L’ “io narrante” del filmato è Attilio Bolzoni, storico cronista di giudiziaria, esperto di mafia sin dai tempi dell’Ora di Palermo. Sullo sfondo un vulcano, il magma, la lava che, scorrendo, brucia e cancella qualsiasi traccia.
IL FATTORE K
La tesi è che il rapimento di Moro, 16 marzo 1978, l’omicidio di Michele Reina, segretario palermitano della Dc ucciso il 9 marzo 1979, quello di Piersanti e del professor Vittorio Bachelet nell’ottobre 1980 abbiaNo una matrice comune. Una strategia messa a punto da forze eversive per eliminare la componente cattolica favorevole all’ingresso del Partito comunista nel governo. Che dietro ci sia sta la longa manus del faccendiere Michele Sindona, che proprio in quegli anni trovò rifugio in Sicilia, i servizi segreti, la P2, la Gladio, di cui ancora non si sapeva, e la Massoneria.
In una parola sola: il “fattore K”. La tesi è che per portare a termine il loro obiettivo si siano serviti della destra nera e del terrorismo rosso. A sostenerla un coro a più voci. Luciano Violante, ex magistrato, ex presidente della Camera, nonché capo della Commissione parlamentare antimafia dal 1992 al 1994. Di «forze occulte» parlò anche il cardinal Pappalardo, che officiò la celebrazione funebre di Mattarella.
«Fu un biennio cruciale che proseguì con la morte di Vittorio Bachelet – racconta Rosy Bindi, testimone oculare di quell’omicidio eseguito dalle Br – Anni importanti nella storia della Repubblica. Tante volte mi sono chiesta come sarebbe stata la storia del nostro Paese se quel 27 febbraio 1978 Aldo Moro non avesse convinto il gruppo parlamentare Dc a sostenere un governo di alleanza nazionale e a fare l’accordo. Come sarebbe stata la storia della Sicilia e del Sud: Mattarella era l’erede privilegiato della strategia morotea che avrebbe continuato a portare avanti».
Per Bindi, Moro, Piersanti e Bachelet, vicepresidente del Csm, morirono per la loro «collocazione geopolitica», furono «tre martiri». Due anni dopo, il 30 aprile del 1982, fu assassinato in una strada di Palermo anche Pio La Torre, primo firmatario della legge sulla confisca dei beni, svelando il forte intreccio tra mafia e politica.
L’INDAGINE MAI PARTITA
La strage di Bologna del 2 agosto 1980 è il frutto della strategia della tensione, volta a fermare le grandi riforme degli anni ‘80. Del “magma”, di logge massoniche, terrorismo di destra e terrorismo rosso, parla nel docufilm anche Pino Arlacchi, ex senatore ed ex vice segretario Onu: «La Gladio aveva licenza di uccidere».

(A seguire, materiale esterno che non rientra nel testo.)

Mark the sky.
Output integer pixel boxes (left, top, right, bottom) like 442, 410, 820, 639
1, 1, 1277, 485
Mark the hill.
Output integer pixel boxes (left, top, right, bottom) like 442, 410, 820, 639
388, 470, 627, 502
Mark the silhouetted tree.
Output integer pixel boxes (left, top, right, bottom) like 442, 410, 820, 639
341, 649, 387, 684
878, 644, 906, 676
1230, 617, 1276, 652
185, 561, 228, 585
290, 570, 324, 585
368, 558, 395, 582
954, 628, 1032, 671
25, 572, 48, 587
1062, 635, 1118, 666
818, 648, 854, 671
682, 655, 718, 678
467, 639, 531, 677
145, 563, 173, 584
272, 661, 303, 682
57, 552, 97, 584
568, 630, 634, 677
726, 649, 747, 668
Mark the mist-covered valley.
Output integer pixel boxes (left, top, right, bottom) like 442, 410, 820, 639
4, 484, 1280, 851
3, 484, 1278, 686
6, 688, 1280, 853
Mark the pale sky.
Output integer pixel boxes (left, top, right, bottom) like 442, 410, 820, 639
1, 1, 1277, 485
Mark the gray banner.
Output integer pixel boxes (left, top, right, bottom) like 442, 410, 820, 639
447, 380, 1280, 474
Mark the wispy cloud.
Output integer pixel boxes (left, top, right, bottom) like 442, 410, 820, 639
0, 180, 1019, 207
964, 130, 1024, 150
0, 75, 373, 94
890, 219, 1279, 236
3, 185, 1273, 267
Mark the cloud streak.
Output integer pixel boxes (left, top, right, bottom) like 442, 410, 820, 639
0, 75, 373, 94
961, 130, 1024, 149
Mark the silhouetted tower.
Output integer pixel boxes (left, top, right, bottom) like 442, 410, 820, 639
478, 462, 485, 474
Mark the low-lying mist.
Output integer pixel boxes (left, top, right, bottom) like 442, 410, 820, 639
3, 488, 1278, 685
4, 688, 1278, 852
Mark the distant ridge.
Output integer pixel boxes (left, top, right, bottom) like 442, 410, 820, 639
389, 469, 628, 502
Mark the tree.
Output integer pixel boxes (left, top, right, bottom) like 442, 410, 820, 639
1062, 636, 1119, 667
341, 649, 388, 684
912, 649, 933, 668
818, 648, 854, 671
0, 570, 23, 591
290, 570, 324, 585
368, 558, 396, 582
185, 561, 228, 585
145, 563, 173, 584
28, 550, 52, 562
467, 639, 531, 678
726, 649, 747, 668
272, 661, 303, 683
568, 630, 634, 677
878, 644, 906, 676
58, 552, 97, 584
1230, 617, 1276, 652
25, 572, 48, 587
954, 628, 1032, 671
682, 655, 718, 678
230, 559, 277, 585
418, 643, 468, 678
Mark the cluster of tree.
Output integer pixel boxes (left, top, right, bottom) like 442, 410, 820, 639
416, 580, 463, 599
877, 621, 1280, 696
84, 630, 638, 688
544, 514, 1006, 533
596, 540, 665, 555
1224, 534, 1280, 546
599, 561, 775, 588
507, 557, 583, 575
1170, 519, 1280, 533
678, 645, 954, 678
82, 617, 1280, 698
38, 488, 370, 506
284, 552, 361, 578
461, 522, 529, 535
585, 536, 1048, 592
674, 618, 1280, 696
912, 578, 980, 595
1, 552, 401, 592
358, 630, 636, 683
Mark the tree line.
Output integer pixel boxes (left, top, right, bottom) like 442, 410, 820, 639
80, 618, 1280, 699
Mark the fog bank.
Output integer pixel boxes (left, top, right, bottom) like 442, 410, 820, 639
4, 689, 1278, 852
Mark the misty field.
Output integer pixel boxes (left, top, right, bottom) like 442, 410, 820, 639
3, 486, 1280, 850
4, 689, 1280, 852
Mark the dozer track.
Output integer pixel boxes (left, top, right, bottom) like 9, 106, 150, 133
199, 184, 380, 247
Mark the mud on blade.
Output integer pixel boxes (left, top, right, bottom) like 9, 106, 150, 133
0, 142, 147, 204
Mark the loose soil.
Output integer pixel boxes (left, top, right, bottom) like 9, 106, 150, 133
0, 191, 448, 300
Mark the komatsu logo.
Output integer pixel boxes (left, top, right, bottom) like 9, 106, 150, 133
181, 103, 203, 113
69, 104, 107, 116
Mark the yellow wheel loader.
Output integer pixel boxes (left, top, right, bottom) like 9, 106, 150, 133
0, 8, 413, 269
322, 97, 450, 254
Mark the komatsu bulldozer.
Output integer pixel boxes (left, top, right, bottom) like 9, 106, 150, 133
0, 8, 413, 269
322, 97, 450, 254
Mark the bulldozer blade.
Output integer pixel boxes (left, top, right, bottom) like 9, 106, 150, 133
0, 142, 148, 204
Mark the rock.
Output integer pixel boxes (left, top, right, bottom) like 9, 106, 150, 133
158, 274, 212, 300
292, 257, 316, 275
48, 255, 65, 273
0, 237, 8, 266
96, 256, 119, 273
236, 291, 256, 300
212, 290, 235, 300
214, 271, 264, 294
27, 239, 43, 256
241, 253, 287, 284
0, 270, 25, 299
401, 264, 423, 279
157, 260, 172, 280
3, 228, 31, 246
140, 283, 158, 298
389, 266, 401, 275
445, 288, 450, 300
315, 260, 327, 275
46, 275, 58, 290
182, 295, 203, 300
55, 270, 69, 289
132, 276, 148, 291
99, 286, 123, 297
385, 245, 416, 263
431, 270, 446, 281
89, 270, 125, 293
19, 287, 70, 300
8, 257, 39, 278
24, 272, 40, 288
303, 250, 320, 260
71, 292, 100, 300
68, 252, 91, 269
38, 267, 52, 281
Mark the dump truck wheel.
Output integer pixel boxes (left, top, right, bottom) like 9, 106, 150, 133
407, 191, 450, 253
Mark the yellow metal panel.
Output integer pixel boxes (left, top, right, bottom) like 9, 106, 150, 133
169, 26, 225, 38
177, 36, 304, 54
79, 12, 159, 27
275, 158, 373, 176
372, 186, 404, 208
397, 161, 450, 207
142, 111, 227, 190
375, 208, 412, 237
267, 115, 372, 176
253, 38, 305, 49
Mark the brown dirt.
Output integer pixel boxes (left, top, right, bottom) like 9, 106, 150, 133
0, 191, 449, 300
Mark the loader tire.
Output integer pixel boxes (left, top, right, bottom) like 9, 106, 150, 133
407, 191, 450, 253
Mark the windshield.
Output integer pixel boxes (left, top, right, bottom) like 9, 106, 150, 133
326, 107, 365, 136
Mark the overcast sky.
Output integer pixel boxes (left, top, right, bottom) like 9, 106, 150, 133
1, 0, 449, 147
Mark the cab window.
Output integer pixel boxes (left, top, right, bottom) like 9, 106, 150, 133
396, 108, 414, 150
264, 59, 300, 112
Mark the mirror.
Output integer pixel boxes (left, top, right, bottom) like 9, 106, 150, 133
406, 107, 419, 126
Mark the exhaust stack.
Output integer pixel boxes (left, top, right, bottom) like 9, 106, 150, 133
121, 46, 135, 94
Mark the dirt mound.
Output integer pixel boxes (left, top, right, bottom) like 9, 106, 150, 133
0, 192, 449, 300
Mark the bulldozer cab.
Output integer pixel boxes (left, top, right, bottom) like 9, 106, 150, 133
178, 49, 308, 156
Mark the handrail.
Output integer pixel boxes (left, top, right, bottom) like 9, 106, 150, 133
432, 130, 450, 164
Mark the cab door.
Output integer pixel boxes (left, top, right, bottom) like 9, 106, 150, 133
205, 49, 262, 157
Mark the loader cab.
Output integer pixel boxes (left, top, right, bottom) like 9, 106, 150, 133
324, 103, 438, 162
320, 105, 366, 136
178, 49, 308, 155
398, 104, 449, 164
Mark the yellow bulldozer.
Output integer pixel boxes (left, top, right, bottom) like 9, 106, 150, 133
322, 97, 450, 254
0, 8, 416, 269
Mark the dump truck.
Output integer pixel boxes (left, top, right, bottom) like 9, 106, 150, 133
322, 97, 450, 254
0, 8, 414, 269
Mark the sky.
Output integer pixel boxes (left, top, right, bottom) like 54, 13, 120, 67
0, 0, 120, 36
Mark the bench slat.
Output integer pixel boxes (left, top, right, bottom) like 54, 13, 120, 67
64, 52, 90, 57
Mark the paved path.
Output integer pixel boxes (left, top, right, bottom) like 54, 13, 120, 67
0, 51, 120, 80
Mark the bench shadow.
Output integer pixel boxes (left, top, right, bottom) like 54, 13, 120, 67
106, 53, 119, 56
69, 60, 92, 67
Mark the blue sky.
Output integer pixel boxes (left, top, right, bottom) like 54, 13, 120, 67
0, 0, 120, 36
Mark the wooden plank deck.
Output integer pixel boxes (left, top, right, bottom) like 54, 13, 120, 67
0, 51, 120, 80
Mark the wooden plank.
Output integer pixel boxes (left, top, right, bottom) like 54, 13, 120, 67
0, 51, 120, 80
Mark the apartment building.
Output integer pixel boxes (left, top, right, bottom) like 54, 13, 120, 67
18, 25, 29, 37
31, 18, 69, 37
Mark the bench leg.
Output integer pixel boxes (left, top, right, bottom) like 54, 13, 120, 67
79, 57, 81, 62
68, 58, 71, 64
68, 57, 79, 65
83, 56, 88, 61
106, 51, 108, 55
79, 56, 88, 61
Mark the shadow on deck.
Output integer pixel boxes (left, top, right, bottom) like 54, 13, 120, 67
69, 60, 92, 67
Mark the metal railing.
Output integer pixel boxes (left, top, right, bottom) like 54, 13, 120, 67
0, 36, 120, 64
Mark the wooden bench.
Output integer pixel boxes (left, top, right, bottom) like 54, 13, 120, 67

Un capitolo a parte sono i tre processi che hanno portato all’assoluzione dei principali imputati per l’uccisione di Mattarella. A nulla sono servite le testimonianze di Irma Chiazzese, che riconobbe in Giusva Fioravanti l’assassino di suo marito e del pentito Cristiano Fioravanti. Quest’ultimo accusò il fratello dell’omicidio salve rifiutarsi di ripetere quelle accuse in aula: «Intendo – scrisse ai giudici – avvalermi della facoltà di non rispondere, anche se riconosco integralmente tutte le dichiarazioni rese: non ho più la forza fisica e psichica per continuare nelle accuse a mio fratello subendo tutte le conseguenze di carattere morale e affettivo connesse a questa mia scelta che mi è costata già un prezzo altissimo».
Assolto anche il presunto complice Gilberto Cavallini. Nessun mafioso fece il nome dei due terroristi. E, per assurdo, la mancata accusa da parte dei pentiti di Cosa Nostra fu portata come elemento a discolpa, la prova regina della loro innocenza. Un’indagine parallela sulla morte del fratello del nostro presidente della Repubblica non è mai partita. Quarantacinque anni dopo.